SHiMmer is a wireless platform that combines active sensing and localized processing with energy harvesting to provide long-lived structural health monitoring. Unlike other sensor networks that periodically monitor a structure and route information to a base station, our device acquires data and processes it locally before communicating with an external device, such as a remote controlled helicopter.


Event-driven Power Management

Power management (PM) algorithms aim at reducing energy consumption at the system-level by selectively placing components into low-power states. Formerly, two classes of heuristic algorithms have been proposed for power management: timeout and predictive. Later, a category of algorithms based on stochastic control was proposed for power management. These algorithms guarantee optimal results as long as the system that is power managed can be modeled well with exponential distributions. Another advantage is that they can meet performance constraints, something that is not possible with heuristics. We show that there is a large mismatch between measurements and simulation results if the exponential distribution is used to model all user request arrivals. We develop two new approaches that better model system behavior for general user request distributions. These approaches are event driven and give optimal results verified by measurements. The first approach is based on renewal theory. This model assumes that the decision to transition to low power state can be made in only one state. Another method we developed is based on the Time-Indexed Semi-Markov Decision Process model (TISMDP). This model allows for transitions into low power states from any state, but it is also more complex than our other approach. The results obtained by renewal model are guaranteed to match results obtained by TISMDP model, as both approaches give globally optimal solutions.
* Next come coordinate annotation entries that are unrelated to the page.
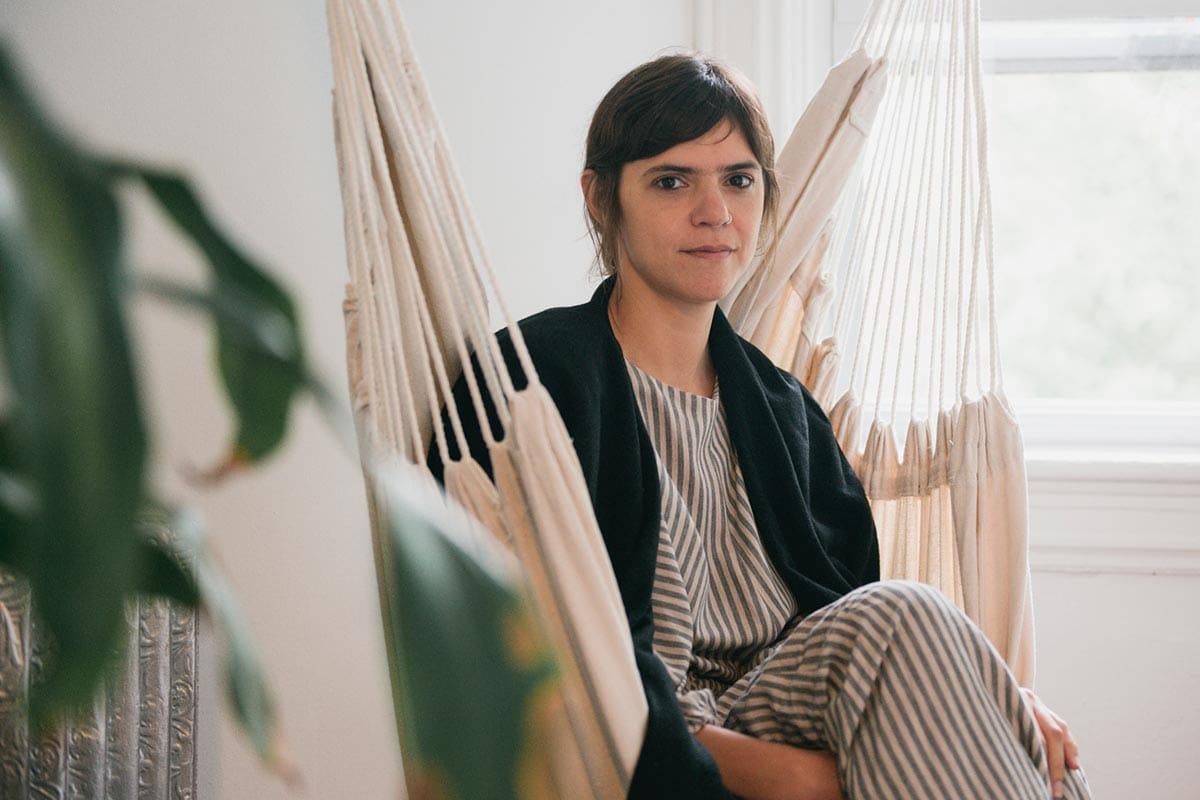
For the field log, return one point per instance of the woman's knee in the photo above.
(906, 600)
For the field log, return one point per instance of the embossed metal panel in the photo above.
(138, 741)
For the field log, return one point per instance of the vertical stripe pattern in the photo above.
(718, 601)
(893, 679)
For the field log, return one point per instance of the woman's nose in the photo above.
(711, 209)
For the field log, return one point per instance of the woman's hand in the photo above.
(756, 769)
(1062, 752)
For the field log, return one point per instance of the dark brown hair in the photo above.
(665, 102)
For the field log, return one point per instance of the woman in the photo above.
(774, 663)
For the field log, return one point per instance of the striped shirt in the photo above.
(718, 601)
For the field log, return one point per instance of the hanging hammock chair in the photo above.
(899, 220)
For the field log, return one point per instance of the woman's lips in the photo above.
(709, 253)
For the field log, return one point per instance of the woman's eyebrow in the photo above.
(741, 167)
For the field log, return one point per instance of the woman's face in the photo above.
(690, 217)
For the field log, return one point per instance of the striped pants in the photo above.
(906, 692)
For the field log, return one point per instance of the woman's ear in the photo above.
(587, 182)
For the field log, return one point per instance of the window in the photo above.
(1095, 131)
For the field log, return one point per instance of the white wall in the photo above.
(238, 96)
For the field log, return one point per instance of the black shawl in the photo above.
(810, 509)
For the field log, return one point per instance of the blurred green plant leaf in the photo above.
(262, 373)
(469, 662)
(76, 415)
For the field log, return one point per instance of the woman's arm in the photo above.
(756, 769)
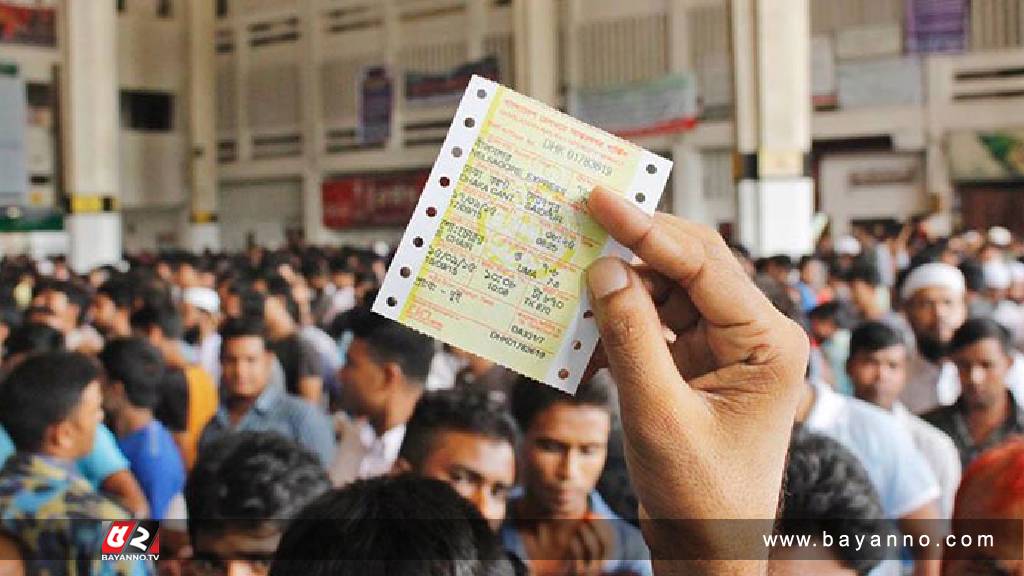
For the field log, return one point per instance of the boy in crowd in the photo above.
(244, 489)
(985, 413)
(104, 466)
(559, 519)
(467, 440)
(253, 400)
(134, 370)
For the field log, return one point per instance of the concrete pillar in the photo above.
(536, 35)
(90, 132)
(204, 232)
(771, 51)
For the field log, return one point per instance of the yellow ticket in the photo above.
(494, 256)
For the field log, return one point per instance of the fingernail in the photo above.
(607, 276)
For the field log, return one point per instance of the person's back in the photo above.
(50, 406)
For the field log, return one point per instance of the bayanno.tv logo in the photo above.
(132, 540)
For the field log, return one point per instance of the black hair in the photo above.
(529, 398)
(250, 479)
(391, 526)
(279, 287)
(242, 328)
(34, 338)
(120, 290)
(873, 336)
(41, 392)
(827, 490)
(390, 341)
(163, 317)
(827, 311)
(864, 272)
(466, 411)
(977, 329)
(138, 366)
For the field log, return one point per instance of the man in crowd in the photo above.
(935, 305)
(560, 521)
(826, 492)
(252, 399)
(878, 370)
(297, 356)
(112, 307)
(383, 378)
(467, 440)
(134, 371)
(985, 413)
(104, 466)
(905, 484)
(243, 491)
(201, 317)
(50, 405)
(398, 526)
(67, 301)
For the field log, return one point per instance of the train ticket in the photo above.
(493, 259)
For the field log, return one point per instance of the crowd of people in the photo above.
(275, 425)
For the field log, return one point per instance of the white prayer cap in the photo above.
(996, 275)
(934, 275)
(203, 298)
(999, 236)
(848, 246)
(1017, 271)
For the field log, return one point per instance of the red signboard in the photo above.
(366, 201)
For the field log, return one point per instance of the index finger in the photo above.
(692, 255)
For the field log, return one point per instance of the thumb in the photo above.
(633, 338)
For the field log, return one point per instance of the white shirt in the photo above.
(363, 454)
(940, 452)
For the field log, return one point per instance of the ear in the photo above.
(401, 465)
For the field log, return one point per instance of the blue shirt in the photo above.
(59, 518)
(104, 459)
(157, 464)
(629, 552)
(275, 410)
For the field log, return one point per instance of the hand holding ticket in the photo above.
(494, 257)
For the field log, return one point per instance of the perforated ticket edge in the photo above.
(581, 338)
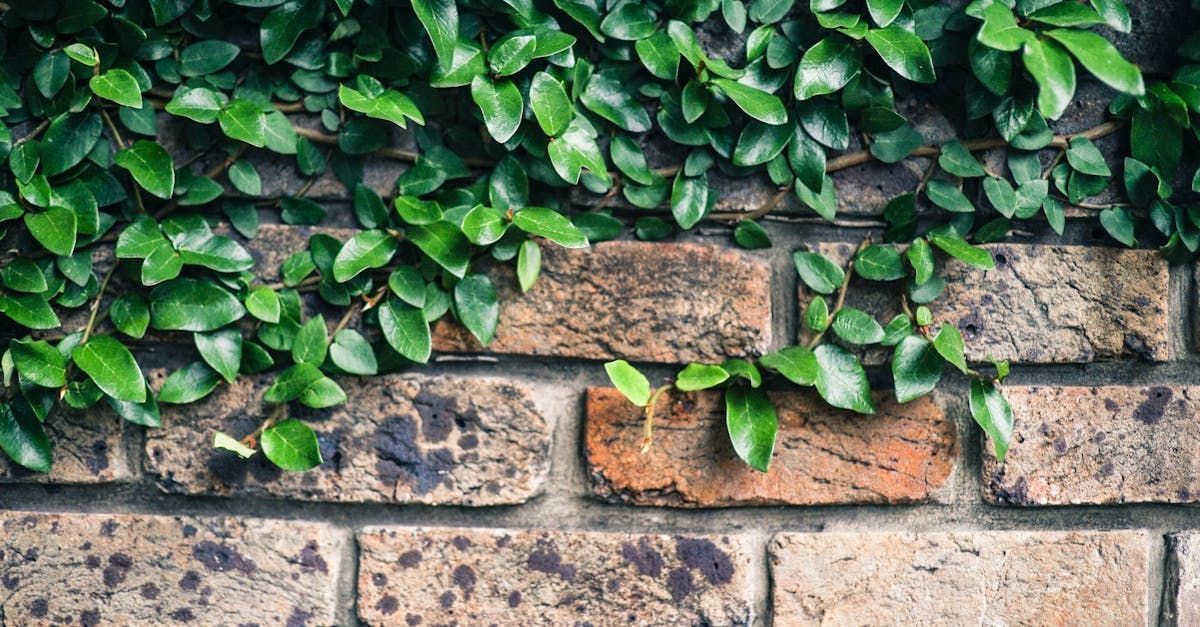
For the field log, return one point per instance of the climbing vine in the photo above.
(510, 108)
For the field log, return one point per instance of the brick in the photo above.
(481, 577)
(1042, 304)
(1102, 445)
(649, 302)
(131, 569)
(961, 578)
(89, 448)
(904, 453)
(397, 439)
(1181, 597)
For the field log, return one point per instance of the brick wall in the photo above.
(505, 487)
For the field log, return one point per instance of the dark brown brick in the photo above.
(1103, 445)
(502, 577)
(961, 578)
(133, 569)
(397, 439)
(904, 453)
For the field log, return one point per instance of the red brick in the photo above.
(961, 578)
(1102, 445)
(501, 577)
(904, 453)
(135, 569)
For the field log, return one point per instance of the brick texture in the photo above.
(649, 302)
(904, 453)
(397, 439)
(95, 569)
(963, 578)
(1102, 445)
(498, 577)
(1043, 304)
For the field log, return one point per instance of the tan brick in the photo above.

We implemented our power management algorithms on two different classes of devices and the measurement results show power savings ranging from a factor of 1.7 up to 5.0 with insignificant variation in performance.


Energy-efficient software design

Time to market of embedded software has become a crucial issue. As a result, embedded software designers often use libraries that have been preoptimized for a given processor to achieve higher code quality. Unfortunately, current software design methodology often leaves high-level arithmetic optimizations and the use of complex library elements up to the designers' ingenuity. We present a tool flow and a methodology that automates the use of complex processor instructions and pre-optimized software library routines using symbolic algebraic techniques. It leverages our profiler that relates energy consumption to the source code and allows designers to quickly obtain energy consumption breakdown by procedures in their source code.


Energy-efficient wireless communication

Today’s wireless networks are highly heterogeneous with diverse range requirements and QoS. Since the battery lifetime is limited, power management of the communication interfaces without any significant degradation in performance has become essential. We show a set of different approaches that efficiently reduce power consumption under different environments and applications.When multiple wireless network interfaces (WNICs) are available, we propose a policy to decides what WNIC to employ for a given application and how to optimize the its usage leading to a large improvement in power savings. In the case of client-server multimedia applications running on wireless portable devices, we can exploit the server knowledge of the workload. We present a client- and a server-PM that by exchanging power control information can achieve more than 67 % with no performance loss. Wireless communication represents a critical aspect also in the design of specific applications such as distributed speech recognition in portable devices. We consider quality-of-service tradeoffs and overall system latency and present a wireless LAN scheduling algorithm to minimize the energy consimption of a distributed speech recognition front-end.